A mon sens, si vous n’êtes pas prêt à vous engager dans un combat total, lâchez l’affaire si vous le pouvez. Car une fois que la poudre tonne, le champ des possibles est sans limites. « Le sabre est un trésor dans son fourreau ».

L’exemple des marchés financiers

Le monde de la finance est intimement lié à la notion d’efficacité et de principe de réalité. Comme dans tout domaine pointu, il vous faut des connaissances, l’expérience, et des qualités intrinsèques (acquises ou innées, ce débat n’est pas l’objet de cet article). Voici les réalités :

  • Il s’agit de prospérité financière ou de potentielle mort financière.
  • On se fout du style, le but c’est de gagner du pognon et / ou d’éviter d’en perdre.
  • Tous les coups sont permis à cet effet.
  • Vous pouvez être un vieux renard de la finance et vous faire exploser à un moment.
  • Il y a une gestion pointue du risque, avec un curseur à déplacer en fonction de votre appétit au risque ou votre aversion. Dans tous les cas, si vous exposez tout votre capital, vous acceptez le risque de tout perdre.
  • Un black swan peut arriver à tout moment (crise de 29, bulle internet de l’an 2000, crise des subprimes…) et vous pouvez malgré tout tout perdre.

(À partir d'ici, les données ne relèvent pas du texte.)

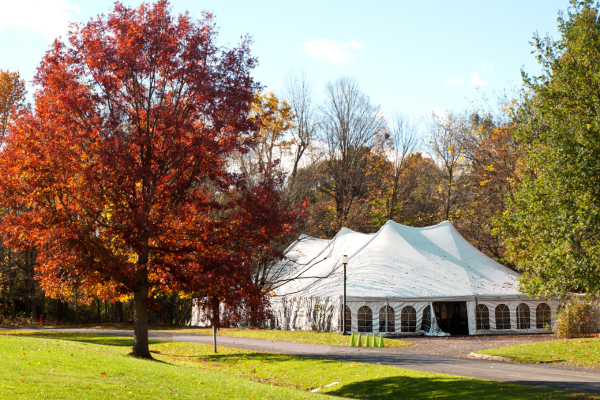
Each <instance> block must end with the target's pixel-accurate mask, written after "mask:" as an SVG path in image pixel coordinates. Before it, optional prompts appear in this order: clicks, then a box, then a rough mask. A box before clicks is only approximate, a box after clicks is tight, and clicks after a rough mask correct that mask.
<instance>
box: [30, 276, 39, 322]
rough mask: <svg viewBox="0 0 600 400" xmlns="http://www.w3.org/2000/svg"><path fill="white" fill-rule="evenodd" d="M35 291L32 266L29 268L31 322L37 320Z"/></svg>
mask: <svg viewBox="0 0 600 400" xmlns="http://www.w3.org/2000/svg"><path fill="white" fill-rule="evenodd" d="M35 292H36V290H35V279H34V271H33V265H32V266H31V294H30V297H31V318H33V322H36V321H37V319H38V315H37V309H36V307H35V298H36V295H35V294H36V293H35Z"/></svg>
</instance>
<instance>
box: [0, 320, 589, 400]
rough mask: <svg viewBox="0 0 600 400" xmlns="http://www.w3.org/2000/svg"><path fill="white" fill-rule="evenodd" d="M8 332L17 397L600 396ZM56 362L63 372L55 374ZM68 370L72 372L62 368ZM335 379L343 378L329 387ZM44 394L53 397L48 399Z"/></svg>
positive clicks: (354, 366)
mask: <svg viewBox="0 0 600 400" xmlns="http://www.w3.org/2000/svg"><path fill="white" fill-rule="evenodd" d="M3 333H4V335H3V336H2V335H0V357H1V359H2V360H5V359H7V360H10V362H8V363H6V366H4V363H0V365H3V366H2V367H1V368H4V370H6V371H8V373H7V374H4V373H3V374H2V375H0V382H1V383H0V393H2V394H4V393H7V395H6V396H8V393H10V395H15V396H12V397H10V396H8V397H6V398H42V397H43V398H56V397H60V398H71V397H73V398H75V397H79V398H81V399H84V398H85V399H87V398H92V399H93V398H111V397H110V396H105V397H102V396H101V394H102V393H109V394H110V395H111V396H114V397H115V398H116V397H118V398H122V397H125V398H165V397H173V396H175V395H178V396H177V397H179V398H202V397H201V396H202V394H204V395H206V397H208V398H222V399H228V398H242V397H243V398H249V397H250V396H254V397H255V398H271V397H269V396H272V398H290V399H292V398H309V396H312V395H313V393H310V392H308V390H311V389H316V388H320V389H319V392H320V393H324V394H327V395H329V396H336V397H347V398H355V399H359V398H360V399H430V398H446V399H464V398H478V399H492V398H493V399H567V398H568V399H572V398H580V399H596V398H597V397H595V396H592V395H582V394H576V393H573V392H567V391H559V390H550V389H543V388H537V387H530V386H521V385H515V384H507V383H502V382H494V381H486V380H481V379H473V378H465V377H458V376H451V375H443V374H435V373H428V372H419V371H412V370H407V369H402V368H395V367H389V366H382V365H370V364H362V363H353V362H344V361H332V360H323V359H314V358H304V357H296V356H288V355H280V354H270V353H258V352H253V351H248V350H241V349H232V348H224V347H220V348H219V353H218V354H214V353H213V352H212V346H210V345H203V344H198V343H181V342H154V343H153V344H152V345H151V351H152V352H153V355H154V356H155V357H156V359H157V360H158V361H144V360H138V359H134V358H132V357H127V356H125V354H126V353H127V352H128V351H129V347H130V346H131V344H132V339H131V338H114V337H107V336H97V335H81V334H64V333H57V332H33V333H30V332H22V331H21V332H16V334H17V335H18V337H11V336H8V335H7V334H12V333H11V332H3ZM29 335H35V336H36V337H35V338H33V337H30V336H29ZM47 351H50V353H47ZM21 352H25V353H26V354H25V355H21ZM71 353H73V354H74V355H73V356H70V354H71ZM36 362H41V364H36ZM42 366H43V367H42ZM51 368H54V371H52V372H50V371H49V370H50V369H51ZM59 371H64V372H61V373H60V374H57V372H59ZM3 372H4V371H3ZM102 372H105V373H106V375H102V374H101V373H102ZM21 373H22V374H23V375H20V374H21ZM23 376H27V377H29V376H36V378H31V379H30V380H29V378H27V379H25V378H23ZM38 376H39V379H38V378H37V377H38ZM19 379H21V380H23V382H19ZM253 381H254V382H253ZM333 382H339V383H338V384H335V385H333V386H330V387H328V388H324V387H323V386H325V385H327V384H330V383H333ZM19 385H20V386H19ZM27 385H29V387H28V386H27ZM37 385H42V386H43V388H36V386H37ZM271 385H273V386H271ZM278 387H279V388H278ZM8 388H10V389H11V390H12V392H8V391H7V390H8ZM25 388H26V389H25ZM286 388H287V389H286ZM293 389H295V390H293ZM19 390H20V391H19ZM41 390H46V392H43V391H41ZM175 390H177V391H176V392H175ZM278 390H279V391H278ZM255 391H256V392H255ZM129 392H131V394H129ZM40 393H46V395H45V396H38V395H39V394H40ZM48 393H50V395H48ZM194 393H196V394H194ZM16 394H18V395H19V396H16ZM53 396H55V397H53ZM128 396H129V397H128ZM0 398H1V397H0ZM311 398H312V397H311Z"/></svg>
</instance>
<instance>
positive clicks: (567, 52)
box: [496, 0, 600, 296]
mask: <svg viewBox="0 0 600 400" xmlns="http://www.w3.org/2000/svg"><path fill="white" fill-rule="evenodd" d="M598 18H599V6H598V4H597V3H595V2H593V1H591V0H586V1H577V0H572V1H571V7H570V8H569V10H568V12H567V14H566V15H564V14H562V13H561V14H560V15H559V18H558V28H559V32H560V38H559V40H557V41H554V40H552V39H551V38H549V37H546V38H541V37H539V36H537V35H536V36H534V40H533V42H532V44H533V45H534V46H535V48H536V53H537V59H538V61H539V63H540V64H541V67H542V72H541V74H540V75H539V76H529V75H527V74H526V73H525V72H523V73H522V74H523V80H524V85H525V88H526V89H527V90H526V91H525V92H524V94H523V96H522V98H521V99H520V101H518V102H517V104H515V105H514V107H513V119H514V121H515V122H516V123H517V126H518V128H517V129H516V131H515V137H516V139H517V140H518V141H519V142H521V143H522V146H524V147H523V149H524V150H525V151H526V152H527V154H526V158H525V161H526V163H527V167H528V168H529V169H530V170H531V171H532V173H531V174H530V175H528V176H526V177H524V178H523V180H522V182H521V184H520V185H519V186H518V188H517V190H516V191H515V192H514V193H513V194H512V195H510V196H509V198H508V199H507V208H506V211H505V212H504V214H503V216H502V217H501V218H498V219H497V221H496V222H497V232H498V233H499V234H501V235H503V236H504V237H505V240H504V243H505V245H506V250H507V251H506V257H507V259H508V261H511V262H513V263H514V264H515V265H516V266H517V268H518V269H520V270H522V271H523V272H524V275H523V278H522V279H521V286H522V289H523V290H525V292H526V293H528V294H529V295H533V296H543V295H558V296H562V295H564V294H565V293H566V292H569V291H575V292H581V293H589V294H599V293H600V270H599V266H600V185H599V179H600V115H599V112H600V110H599V107H600V20H599V19H598Z"/></svg>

Les similitudes sont frappantes !

Ne pas négliger l’évolution de ce que vous pratiquez

N’en déplaise à certains qui croient que pratiquer un art traditionnel c’est se glisser dans une belle tenue (kimono par exemple), et pratiquer une discipline ancestrale qui a toujours fonctionné de cette façon, avec les mêmes codes, votre art évolue. C’est une constante historique. Le port du kimono en karaté date des années 1920-30. Les katas sont relativement récents et ont eux-mêmes évolués au court du temps.

Aborder votre art comme une discipline figée est une énorme erreur. Bien souvent, l’aspect figé des techniques et de la discipline est issue d’une volonté d’uniformisation relativement récente (pratique de masse, d’où facilité d’adopter des standards qui facilitent la transmission au plus grand nombre), ou de marketing lié au clientélisme ; on structure le bazar afin d’organiser une hiérarchie, des grades, pour développer une clientèle.

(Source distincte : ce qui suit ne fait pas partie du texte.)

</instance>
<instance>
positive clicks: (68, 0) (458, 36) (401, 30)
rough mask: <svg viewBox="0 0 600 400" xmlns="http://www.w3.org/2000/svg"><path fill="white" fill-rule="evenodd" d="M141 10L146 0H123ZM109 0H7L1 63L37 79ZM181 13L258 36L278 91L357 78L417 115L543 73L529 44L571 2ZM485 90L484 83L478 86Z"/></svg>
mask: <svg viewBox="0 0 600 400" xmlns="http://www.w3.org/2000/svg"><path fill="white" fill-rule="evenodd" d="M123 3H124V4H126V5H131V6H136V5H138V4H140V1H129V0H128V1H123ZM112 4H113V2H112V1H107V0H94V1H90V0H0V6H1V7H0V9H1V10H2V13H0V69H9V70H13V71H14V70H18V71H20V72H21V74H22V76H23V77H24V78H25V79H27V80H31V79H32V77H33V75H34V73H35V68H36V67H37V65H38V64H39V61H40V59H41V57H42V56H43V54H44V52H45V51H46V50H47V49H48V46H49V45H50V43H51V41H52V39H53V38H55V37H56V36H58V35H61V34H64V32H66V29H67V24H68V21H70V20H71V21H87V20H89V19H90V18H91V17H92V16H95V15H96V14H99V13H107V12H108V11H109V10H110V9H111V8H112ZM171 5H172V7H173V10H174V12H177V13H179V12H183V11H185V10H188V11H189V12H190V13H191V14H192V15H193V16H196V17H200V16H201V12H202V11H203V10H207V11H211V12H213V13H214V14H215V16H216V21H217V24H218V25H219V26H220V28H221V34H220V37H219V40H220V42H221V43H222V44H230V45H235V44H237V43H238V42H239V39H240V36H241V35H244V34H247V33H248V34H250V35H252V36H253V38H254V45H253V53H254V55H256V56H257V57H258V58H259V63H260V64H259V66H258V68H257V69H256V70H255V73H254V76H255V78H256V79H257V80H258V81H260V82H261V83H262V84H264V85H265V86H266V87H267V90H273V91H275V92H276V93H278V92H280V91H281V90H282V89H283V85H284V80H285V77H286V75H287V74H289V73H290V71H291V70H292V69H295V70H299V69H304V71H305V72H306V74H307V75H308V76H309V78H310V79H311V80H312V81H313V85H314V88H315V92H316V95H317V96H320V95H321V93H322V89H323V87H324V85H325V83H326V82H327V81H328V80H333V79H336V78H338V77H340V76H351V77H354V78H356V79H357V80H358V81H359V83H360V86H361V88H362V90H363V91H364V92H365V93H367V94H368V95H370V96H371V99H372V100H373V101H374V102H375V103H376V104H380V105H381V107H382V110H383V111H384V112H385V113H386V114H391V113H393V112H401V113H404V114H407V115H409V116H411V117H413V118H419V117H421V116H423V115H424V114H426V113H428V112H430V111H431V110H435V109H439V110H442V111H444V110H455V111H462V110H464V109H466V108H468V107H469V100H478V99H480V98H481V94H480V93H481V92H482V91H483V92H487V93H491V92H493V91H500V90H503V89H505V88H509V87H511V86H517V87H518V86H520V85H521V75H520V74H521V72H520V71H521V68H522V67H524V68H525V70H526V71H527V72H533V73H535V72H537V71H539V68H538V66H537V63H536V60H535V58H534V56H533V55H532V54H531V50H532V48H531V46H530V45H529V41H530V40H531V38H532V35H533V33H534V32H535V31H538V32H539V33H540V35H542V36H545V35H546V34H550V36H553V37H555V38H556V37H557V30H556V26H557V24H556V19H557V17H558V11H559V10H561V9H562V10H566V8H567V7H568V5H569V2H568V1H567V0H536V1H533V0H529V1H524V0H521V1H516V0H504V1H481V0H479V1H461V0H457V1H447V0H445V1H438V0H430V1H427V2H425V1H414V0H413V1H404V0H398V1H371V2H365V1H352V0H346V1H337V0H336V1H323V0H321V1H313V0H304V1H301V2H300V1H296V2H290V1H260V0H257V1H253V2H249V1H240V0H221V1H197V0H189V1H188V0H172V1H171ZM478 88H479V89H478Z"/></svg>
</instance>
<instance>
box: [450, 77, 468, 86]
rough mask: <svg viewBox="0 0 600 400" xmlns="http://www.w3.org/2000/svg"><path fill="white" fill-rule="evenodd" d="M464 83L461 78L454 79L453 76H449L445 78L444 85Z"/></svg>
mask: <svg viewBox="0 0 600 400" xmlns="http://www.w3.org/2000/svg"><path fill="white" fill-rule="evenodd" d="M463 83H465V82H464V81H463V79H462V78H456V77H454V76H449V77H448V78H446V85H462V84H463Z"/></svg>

Si on ne considère qu’une seule chose dans l’évolution récente des disciplines de combat, c’est leur tendance à développer de plus en plus leur aspect éducatif. Quelle que soit la « nouvelle discipline ultime » qui émerge, elle va inexorablement se développer d’un sport de confrontation dure à un support éducatif de développement essentiellement sportif. Vous n’y pouvez rien, c’est comme ça et c’est essentiellement lié au cadre administratif et légal, culturel et aussi, il faut bien le dire, au business !

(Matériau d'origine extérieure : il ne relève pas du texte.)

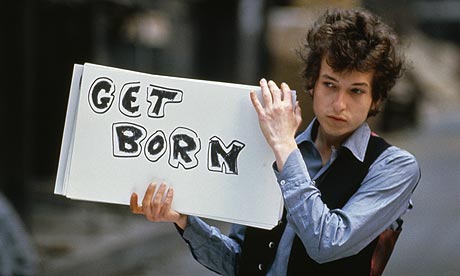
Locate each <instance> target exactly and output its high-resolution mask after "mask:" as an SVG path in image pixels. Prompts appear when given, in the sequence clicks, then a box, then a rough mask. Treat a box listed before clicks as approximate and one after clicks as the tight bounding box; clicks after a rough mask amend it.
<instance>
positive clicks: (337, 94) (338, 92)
mask: <svg viewBox="0 0 460 276" xmlns="http://www.w3.org/2000/svg"><path fill="white" fill-rule="evenodd" d="M332 107H333V108H334V111H335V112H337V113H340V112H342V111H343V110H344V109H345V108H346V107H347V105H346V92H345V91H342V90H340V91H338V92H337V93H336V95H335V98H334V101H333V102H332Z"/></svg>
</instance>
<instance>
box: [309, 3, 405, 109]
mask: <svg viewBox="0 0 460 276" xmlns="http://www.w3.org/2000/svg"><path fill="white" fill-rule="evenodd" d="M398 48H399V39H398V36H397V35H396V33H395V32H394V30H393V29H392V28H391V27H390V26H388V25H387V24H385V23H384V22H383V21H382V20H381V19H380V18H379V17H378V16H376V15H374V14H372V13H371V12H369V11H367V10H365V9H350V10H328V11H326V13H325V14H324V15H323V16H321V17H320V18H319V19H318V20H317V21H316V22H315V24H314V25H313V27H312V28H311V29H310V30H309V32H308V34H307V38H306V42H305V44H304V45H303V49H301V50H300V56H301V58H302V59H303V61H304V63H305V67H304V70H303V78H304V79H305V80H306V84H305V88H306V89H307V91H309V90H311V89H313V87H314V86H315V83H316V81H317V79H318V77H319V72H320V67H321V61H322V59H323V57H326V62H327V63H328V65H329V66H331V67H332V69H333V70H334V71H336V72H344V71H359V72H374V75H373V80H372V101H373V102H378V101H383V100H384V99H386V98H387V94H388V92H389V91H390V90H391V89H392V88H393V86H394V85H395V83H396V80H397V79H398V78H399V77H401V76H402V74H403V71H404V68H403V67H404V58H403V56H402V54H401V53H400V52H399V51H398ZM377 113H378V110H371V111H370V112H369V116H374V115H376V114H377Z"/></svg>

Je me souviens de l’avènement de la boxe américaine en France, avec Valéra en couverture du magazine Karaté avec des menottes ! La boxe US était un truc de bad boys, tout comme le karaté l’était avant. Un truc de tueurs que l’administration voulait même interdire ! Évidemment, au début, ça attire la testo et la couille, puis le style gagne en popularité, vit sur sa réputation « d’art ultime », mais finit inexorablement par tendre vers l’aspect éducatif au détriment d’une certaine « réalité » et brutalité dans sa pratique. Les promoteurs de l’art se forment, le style se structure, et plus il y a de « clients », plus celui-ci devient soft. Les « brutes » se tournant alors vers le « nouvel art ultime » qui pointe le bout de son nez. Chaque discipline martiale à connu ce type de cycle : Karaté, puis, boxe américaine, puis boxe Thaï, et maintenant MMA… La pratique de loisirs passe du dur au soft. Regardez d’ailleurs les photos des clubs de karaté aujourd’hui, avec le physique des mecs. Il y a aujourd’hui, beaucoup de femmes, d’enfants, un public masculin plus mâture, moins athlétique…Cela joue aussi sur le mode d’entraînement, quelle que soit la discipline.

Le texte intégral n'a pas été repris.